Chilean church offices raided

Prosecutors seek sex-abuse evidence, will ask Vatican aid

Archbishop Charles Scicluna, right, and Spanish Monsignor Jordi Bertomeuof, walk down a set of stairs prior a press conference at the Catholic University of Chile, in Santiago, Chile, Wednesday, June 13, 2018.  (AP Photo/Esteban Felix)
Archbishop Charles Scicluna, right, and Spanish Monsignor Jordi Bertomeuof, walk down a set of stairs prior a press conference at the Catholic University of Chile, in Santiago, Chile, Wednesday, June 13, 2018. (AP Photo/Esteban Felix)

SANTIAGO, Chile -- Police and prosecutors raided Roman Catholic Church offices in two Chilean cities Wednesday in a search for files, investigative reports and documents related to a sex-abuse scandal.

The raids targeted the headquarters of Santiago's Ecclesiastical Court and the bishop's office in Rancagua in the O'Higgins region, where 14 priests are accused of having had sexual relations with minors.

"In Chile, we are all subject to common justice," said prosecutor Emiliano Arias, who led the raid in Santiago, the nation's capital.

Cardinal Ricardo Ezzati, the archbishop of Santiago, said church officials "gave the prosecutor all the requested documentation." He added that they are "available to cooperate with the civilian justice system in all that is required."

In May, all of Chile's 30-plus active bishops offered to quit over their collective guilt in failing to protect Chile's children from priests who raped, groped and molested them.

Wednesday's raids came as two leading Vatican investigators -- Archbishop Charles Scicluna and Spanish Monsignor Jordi Bertomeu -- are in Chile to investigate the sexual abuse of minors committed by clergy.

Scicluna and Bertomeu earlier put together a 2,300-page report that Pope Francis said had prompted him to realize he had misjudged the Chilean situation.

The two men met Wednesday afternoon with four Chilean prosecutors, including Arias and Attorney General Jorge Abbott.

Abbott said prosecutors met some resistance in Rancagua but that they were satisfied with the information seized in both raids.
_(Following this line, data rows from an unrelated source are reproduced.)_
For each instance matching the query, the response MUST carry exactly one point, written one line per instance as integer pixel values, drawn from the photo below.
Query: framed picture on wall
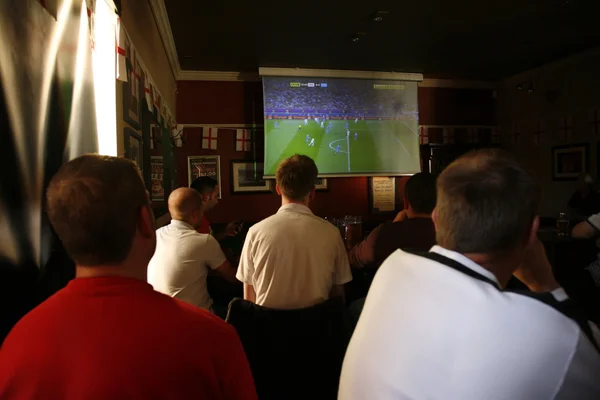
(569, 161)
(321, 184)
(248, 177)
(133, 147)
(382, 194)
(156, 177)
(132, 106)
(204, 166)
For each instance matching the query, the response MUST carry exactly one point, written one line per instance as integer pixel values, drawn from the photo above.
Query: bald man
(183, 256)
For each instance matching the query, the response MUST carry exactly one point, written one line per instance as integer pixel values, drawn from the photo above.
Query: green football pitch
(380, 147)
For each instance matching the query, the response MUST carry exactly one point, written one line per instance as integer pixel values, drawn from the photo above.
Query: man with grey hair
(440, 325)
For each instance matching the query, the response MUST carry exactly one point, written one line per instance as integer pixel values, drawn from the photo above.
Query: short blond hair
(93, 205)
(296, 176)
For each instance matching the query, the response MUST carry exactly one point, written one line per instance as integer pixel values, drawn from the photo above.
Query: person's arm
(246, 269)
(227, 272)
(232, 229)
(536, 272)
(363, 254)
(587, 229)
(249, 293)
(341, 273)
(401, 216)
(216, 260)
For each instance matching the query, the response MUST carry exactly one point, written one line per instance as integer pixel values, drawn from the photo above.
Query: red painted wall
(203, 102)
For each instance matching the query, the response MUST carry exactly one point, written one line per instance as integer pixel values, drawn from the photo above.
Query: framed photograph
(382, 194)
(321, 184)
(156, 177)
(133, 147)
(132, 105)
(248, 177)
(204, 166)
(569, 161)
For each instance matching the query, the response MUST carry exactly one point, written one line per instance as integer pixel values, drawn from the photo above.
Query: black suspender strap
(568, 307)
(457, 266)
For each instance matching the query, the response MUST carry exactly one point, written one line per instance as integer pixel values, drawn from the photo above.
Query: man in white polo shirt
(183, 256)
(438, 325)
(294, 259)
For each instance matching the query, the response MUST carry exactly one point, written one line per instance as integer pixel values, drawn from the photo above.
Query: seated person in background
(294, 259)
(440, 326)
(183, 256)
(209, 190)
(108, 335)
(586, 200)
(589, 229)
(412, 228)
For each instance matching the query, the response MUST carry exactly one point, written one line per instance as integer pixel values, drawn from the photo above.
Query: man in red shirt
(108, 335)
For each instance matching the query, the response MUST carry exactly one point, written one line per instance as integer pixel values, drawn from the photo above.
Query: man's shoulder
(202, 320)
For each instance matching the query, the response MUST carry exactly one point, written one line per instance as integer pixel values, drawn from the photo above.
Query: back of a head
(93, 204)
(296, 176)
(420, 192)
(204, 184)
(486, 203)
(183, 201)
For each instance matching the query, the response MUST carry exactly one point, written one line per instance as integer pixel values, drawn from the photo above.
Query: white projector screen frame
(344, 74)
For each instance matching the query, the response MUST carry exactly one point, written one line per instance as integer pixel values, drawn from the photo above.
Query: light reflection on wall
(104, 62)
(54, 98)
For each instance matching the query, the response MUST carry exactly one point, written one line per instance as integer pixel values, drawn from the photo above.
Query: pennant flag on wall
(448, 135)
(538, 134)
(148, 92)
(51, 6)
(243, 140)
(121, 52)
(209, 138)
(424, 134)
(566, 128)
(516, 134)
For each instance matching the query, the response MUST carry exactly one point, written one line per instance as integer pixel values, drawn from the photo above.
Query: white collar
(295, 207)
(465, 261)
(181, 225)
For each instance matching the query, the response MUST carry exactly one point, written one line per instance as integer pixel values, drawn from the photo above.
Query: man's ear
(405, 202)
(533, 230)
(146, 223)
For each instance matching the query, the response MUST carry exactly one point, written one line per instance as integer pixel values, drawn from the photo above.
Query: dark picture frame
(132, 106)
(570, 161)
(248, 177)
(379, 188)
(134, 147)
(157, 192)
(321, 185)
(205, 166)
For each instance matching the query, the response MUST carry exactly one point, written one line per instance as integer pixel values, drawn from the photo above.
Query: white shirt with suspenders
(438, 326)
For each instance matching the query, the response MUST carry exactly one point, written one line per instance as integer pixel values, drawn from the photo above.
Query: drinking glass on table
(562, 224)
(352, 230)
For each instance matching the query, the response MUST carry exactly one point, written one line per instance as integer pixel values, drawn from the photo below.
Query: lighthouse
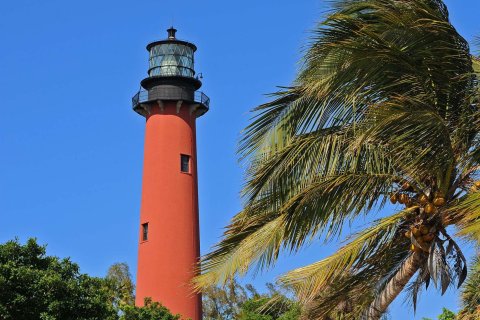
(169, 245)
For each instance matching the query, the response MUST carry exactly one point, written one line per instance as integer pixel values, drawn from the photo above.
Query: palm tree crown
(385, 108)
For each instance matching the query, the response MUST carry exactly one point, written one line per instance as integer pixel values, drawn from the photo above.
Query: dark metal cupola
(171, 76)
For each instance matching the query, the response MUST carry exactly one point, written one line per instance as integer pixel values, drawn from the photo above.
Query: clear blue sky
(72, 149)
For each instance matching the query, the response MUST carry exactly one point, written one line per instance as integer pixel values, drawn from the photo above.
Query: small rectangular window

He added that in the coming days, prosecutors will ask the Vatican for any information it has in relation to the investigations.

On Monday, Francis began purging Chile's Catholic hierarchy in response to the sex abuse and cover-up cases, starting with accepting the resignations of the bishop at the center of the scandal and two others. More departures are expected.

A Vatican statement Monday said Francis had accepted the resignations of Bishop Juan Barros of Osorno, Bishop Gonzalo Duarte of Valparaiso and Bishop Cristian Caro of Puerto Montt. He named a temporary leader for each diocese.

Barros, 61, has been at the center of Chile's growing scandal ever since Francis appointed him bishop of Osorno in 2015 over the objections of the local faithful, the pope's own sex-abuse prevention advisers and some of Chile's other bishops.

Scicluna and Bertomeu's report exposed evidence that the Chilean hierarchy systematically covered up and minimized abuse cases, destroying evidence of sex crimes, pressuring church investigators to discredit abuse accusations and showing "grave negligence" in protecting children from pedophile priests.

The raids in Chile were reminiscent of the police search carried out in 2010 at the headquarters of the Catholic Church hierarchy in Belgium, which prompted Pope Benedict XVI to intervene and protest the "deplorable" intrusion in the church's legal process.

Belgian police took away computers and hundreds of files amid rumors that church leaders were continuing to cover up abuse cases. The raid prompted a Catholic panel investigating abuse to shut down in protest, saying Belgian authorities had betrayed the trust of nearly 500 victims who made complaints to the panel.